İş yerimizde o yıllar, Rahmetli babama yardım ediyorum. Arkadaşım bir gün iş yerimize geldi. Gencebay’ın Samsun’da olduğunu hemen bulmamız gerektiğini söyledi. Arkadaşımın arabasına atladık. Gencebay’ı arıyoruz ama nafile yok yok! Sonra aklımıza Gencebay’ın saz ustası Ömer Sinop’un yanına gidebileceğini düşündük. Şimdi ki; Oba Restorant’ın arasında kendisini nihayet bulduk. O meşhur 34 SL 222 Plakalı Mercedes’in önünü kestik. Benim içim muhteşem bir olaydı! Gencebay’la konuşacaktım. Arkadaşımın arabasından indim, amacım o günün anısına arabasından bir hatıra almaktı. Kendisine memleketinize hoş geldiniz diyerek tokalaştım. Çok nazik o naif sesiyle gülerek hoş buldum diyerek cevap vermesi beni çok mutlu etmişti. Gencebay’dan bugünün anısı için istekte bulundum. Arabasından alınacak bir hatıra eşya benim için çok önemliydi! Kendisi de üzülerek o an için, olmadığını söylemişti. Bende fazla ısrar etmemiş, tokalaşarak ayrılmıştık. Ömer Sinop’un yanında çay içerken, biz de araba ile bir tür atıp korna çalarak, o da bize selâm vererek ayrılmıştık. Ben Orhan Gencebay’ın bana bir hatıra eşya borçlu olduğunu düşünüyorum. Bir gün karşılaşırsak o borcunu ödemesini söyleyeceğim.

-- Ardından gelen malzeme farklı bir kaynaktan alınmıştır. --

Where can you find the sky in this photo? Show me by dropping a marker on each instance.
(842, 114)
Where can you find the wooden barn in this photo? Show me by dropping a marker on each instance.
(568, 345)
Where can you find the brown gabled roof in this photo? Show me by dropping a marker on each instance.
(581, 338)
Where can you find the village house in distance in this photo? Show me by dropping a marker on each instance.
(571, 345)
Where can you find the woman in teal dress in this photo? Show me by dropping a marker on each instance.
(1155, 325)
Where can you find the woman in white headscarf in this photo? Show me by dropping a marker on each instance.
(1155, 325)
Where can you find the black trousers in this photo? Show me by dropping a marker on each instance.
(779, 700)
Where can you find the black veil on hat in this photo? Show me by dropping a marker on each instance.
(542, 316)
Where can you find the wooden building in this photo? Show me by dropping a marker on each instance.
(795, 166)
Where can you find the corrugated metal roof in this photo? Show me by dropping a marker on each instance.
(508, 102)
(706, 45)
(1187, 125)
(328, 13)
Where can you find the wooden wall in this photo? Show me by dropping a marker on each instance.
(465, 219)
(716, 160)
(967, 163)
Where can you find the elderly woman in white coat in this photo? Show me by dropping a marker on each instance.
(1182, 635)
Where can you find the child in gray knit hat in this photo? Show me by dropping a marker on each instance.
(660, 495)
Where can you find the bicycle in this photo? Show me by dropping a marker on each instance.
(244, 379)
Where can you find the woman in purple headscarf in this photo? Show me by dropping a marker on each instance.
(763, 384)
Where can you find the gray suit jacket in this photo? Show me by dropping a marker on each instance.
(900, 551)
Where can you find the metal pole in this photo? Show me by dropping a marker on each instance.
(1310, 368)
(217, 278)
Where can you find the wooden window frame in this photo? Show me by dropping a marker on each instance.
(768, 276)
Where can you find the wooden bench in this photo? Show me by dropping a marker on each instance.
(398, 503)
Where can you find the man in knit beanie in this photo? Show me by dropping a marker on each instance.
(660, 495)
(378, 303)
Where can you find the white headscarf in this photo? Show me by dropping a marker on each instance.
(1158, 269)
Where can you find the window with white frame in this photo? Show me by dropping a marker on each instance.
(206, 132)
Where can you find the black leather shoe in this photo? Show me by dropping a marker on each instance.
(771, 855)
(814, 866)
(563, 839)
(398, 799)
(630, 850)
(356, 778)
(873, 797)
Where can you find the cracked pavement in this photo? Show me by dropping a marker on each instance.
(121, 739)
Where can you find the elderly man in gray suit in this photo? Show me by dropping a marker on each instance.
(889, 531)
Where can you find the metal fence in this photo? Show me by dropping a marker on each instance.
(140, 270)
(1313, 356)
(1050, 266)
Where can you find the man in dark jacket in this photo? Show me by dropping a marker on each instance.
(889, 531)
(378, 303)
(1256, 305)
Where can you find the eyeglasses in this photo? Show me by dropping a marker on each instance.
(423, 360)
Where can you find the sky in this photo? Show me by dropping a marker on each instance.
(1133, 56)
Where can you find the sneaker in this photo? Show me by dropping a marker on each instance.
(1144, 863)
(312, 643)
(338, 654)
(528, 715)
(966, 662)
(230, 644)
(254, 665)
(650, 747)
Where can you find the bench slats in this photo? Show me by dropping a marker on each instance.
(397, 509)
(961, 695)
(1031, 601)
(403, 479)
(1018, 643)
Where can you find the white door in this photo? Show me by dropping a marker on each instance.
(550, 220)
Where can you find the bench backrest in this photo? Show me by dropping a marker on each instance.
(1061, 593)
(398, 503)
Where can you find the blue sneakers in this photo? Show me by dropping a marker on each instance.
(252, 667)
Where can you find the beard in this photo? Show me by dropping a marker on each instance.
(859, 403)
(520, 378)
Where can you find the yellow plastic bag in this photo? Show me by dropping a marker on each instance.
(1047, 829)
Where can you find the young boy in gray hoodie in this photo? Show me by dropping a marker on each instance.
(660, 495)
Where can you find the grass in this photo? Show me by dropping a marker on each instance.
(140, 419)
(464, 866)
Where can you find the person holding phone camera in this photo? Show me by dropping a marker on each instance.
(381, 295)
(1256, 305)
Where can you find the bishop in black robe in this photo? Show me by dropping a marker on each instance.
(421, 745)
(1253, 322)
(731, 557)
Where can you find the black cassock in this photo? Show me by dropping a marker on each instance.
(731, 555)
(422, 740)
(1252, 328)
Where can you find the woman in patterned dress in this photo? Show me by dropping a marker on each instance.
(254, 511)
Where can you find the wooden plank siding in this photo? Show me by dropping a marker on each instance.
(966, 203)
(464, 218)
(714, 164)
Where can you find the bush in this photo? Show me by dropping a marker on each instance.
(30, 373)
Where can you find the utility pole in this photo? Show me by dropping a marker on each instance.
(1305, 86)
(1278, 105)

Yine aynı arkadaşım bir gün dolmuş seferini yaparken, yine aracında kasette Gencebay çalıyor. Arabasına bir kişi biniyor. Ses bayağı açık! Araca binen kişi bir müddet sonra, Gencebay’ı çok mu seviyorsun diye soruyor. Dolmuşçuların bir dolmuş ağızı vardır! “Hassstasıyıız” abi diye cevap veriyor. O müşteri gülüyor ve arkadaşıma ben babasıyım diyor! Böyle bir tesadüf gerçekten olamaz. Tabi arkadaşım çok mutlu oluyor. Arabasına başka müşteride almadan, gideceği yere ücret almadan bırakıyor.
NEJAT UYGUR:
Bu seferki hikaye, Rahmetli Nejat Uygur ile yaşadığım bir anı; bizzat kendim yaşadım. Bu unutulmaz gün, yine kırk seneden fazla olmuştur. Yer Samsun Fuarı, her sene 1-31 Temmuz tarihlerinde açılır kapanırdı. Fuarımıza ses-sinema ve tiyatro sanatçıları gelir, bizlerde o değerli sanatçılarımızı, dinlemeye, seyretmeye giderdik.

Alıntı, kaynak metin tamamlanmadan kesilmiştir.